Gołuchów Castle (Poland)
Greater Poland Voivodeship See list of castles in Polonia
Gołuchów Castle is one of the few Wielkopolska residences that was already known and open to the public in the 19th century.
The history of the castle goes back to the Middle Ages and its first known owner was Żegota of Gołuchów (1263-1282). A defensive fort stood here in the first half of the 15th century, probably where the castle stands today. The terrain definitely provides for adequate defence. It overlooks the Trzemsza River from the west and is surrounded by a moat and a secure embankment.
The Gołuchów estates became the property of the Leszczyński family in 1507. The work on the residence, which had progressed in stages from the early 16th century, was completed between 1600 and 1628. This was now one of the most magnificent renaissance castles in Poland. A graphic recreation of its appearance back then was made possible by 18th-century surveys and inventory measurements from 1850.
The castle consisted of a tower house with four octagonal towers in the corners, closing the premises from the north. The basement and three keeps (reconstructed during the 19th century) have been preserved. This building is a throwback to the medieval tradition of tower houses and is unlike any other castle in Poland. It may have been erected prior to 1507. There used to be another building on the southern side. The two wings, which centred around a small interior courtyard with an arcaded cloister, were joined by built-on porches. The sandstone door frames, main entrance portal and marble and stone chimney housings have survived from those days. There are accounts of richly carved doors, decorated floors and polychromed and carved ceilings.
The estate changed hands frequently from the end of the 17th century until the middle of the 19th. Jan Działyński, son of the owner of Kórnik, purchased Gołuchów in 1853 and set about improving the economy of Gołuchów and beautifying the park in front of the castle. Only necessary repairs were made to the residence itself.
The work gathered pace after Jan Działyński married Prince Adam Czartoryski’s daughter Izabela in 1857. The castle became their Polish home. The owner of Gołuchów was forced to emigrate for his part in the January Uprising of 1863. The Prussian authorities sequestered his estate, along with the castle, and all work ceased.
The Działyńskis lived in Paris and could only return in 1869. Jan Działyński also inherited Kórnik and both residences required a great deal of expense. After a lot of discussion, in 1871, Izabela purchased the estate from her husband to make a comfortable home for her sumptuous Paris collections.
The previous plans for a general restoration of the castle were implemented. Work was also carried out on the gardens and other buildings essential to the proper functioning of the future residence. Its area was expanded considerably. Lodgings for the owners were set up in the grounds of the future park (whose southern end had a chapel and a distillery) while renovation was in progress between 1872 and 1875.
The plans to restore the castle were worked out in Poland in line with a concept devised in Paris by the leading French architect and conservator Eugène Viollet-le-Duc. Both Działyńskis acted as advisors and had the final say. Work began on the castle in 1876 and continued for 10 years.

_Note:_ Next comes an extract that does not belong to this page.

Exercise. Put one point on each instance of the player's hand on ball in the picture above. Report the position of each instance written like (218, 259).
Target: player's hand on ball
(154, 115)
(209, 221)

Polish and French tradesmen and French artists and conservators were employed.
Izabela Działyńska was aware that she was saving the ancient family seat of the Leszczyńskis. Every article from those times was meticulously restored. Valuable bas reliefs and mosaics purchased abroad were placed next to authentic items from the castle. The renovated interiors were filled with valuable tapestries, paintings and furniture to create a unique and inimitable whole.
The expansive park was laid out while the castle was being renovated and almost took until Izabela’s death in 1899 to complete. The last was the mausoleum, a converted 17th chapel completed just after she died.
Izabela had more than the splendour and comfort of her successors in mind. Saving this castle connected with the history of Poland and then setting up a museum and ensuring public accessibility by way of a lawful bequest was also intended to educate her compatriots – oppressed by the partitioning powers – through contact with art.
Działyńska’s nephews were the next owners of Gołuchów. The castle, with its Greek vases and Limousin enamel famous throughout Europe, was open to visitors. The owners’ most eminent guests only stayed in its chambers during important family occasions.
The last war spared the building and the park. Bountiful collections, some of them deposited in Warsaw, were taken to Austria and returned to the National Museum in Warsaw after the war. The rest, including the Greek vases, were stored in Poznań by the occupiers and then sent to the Soviet Union. These were returned to Poland – but not Gołuchów – in 1946 and 1956. Today, only some of the original furniture, a few paintings and 56 Greek vases (260) are stored in Gołuchów.
The castle has been part of the National Museum in Poznań since 1952. The expansive 150 ha park, together with the remaining buildings, was acquired by the State Forests National Forest Holding, which opened a Forest Culture Centre here in 1974. The entire complex is now open to the public.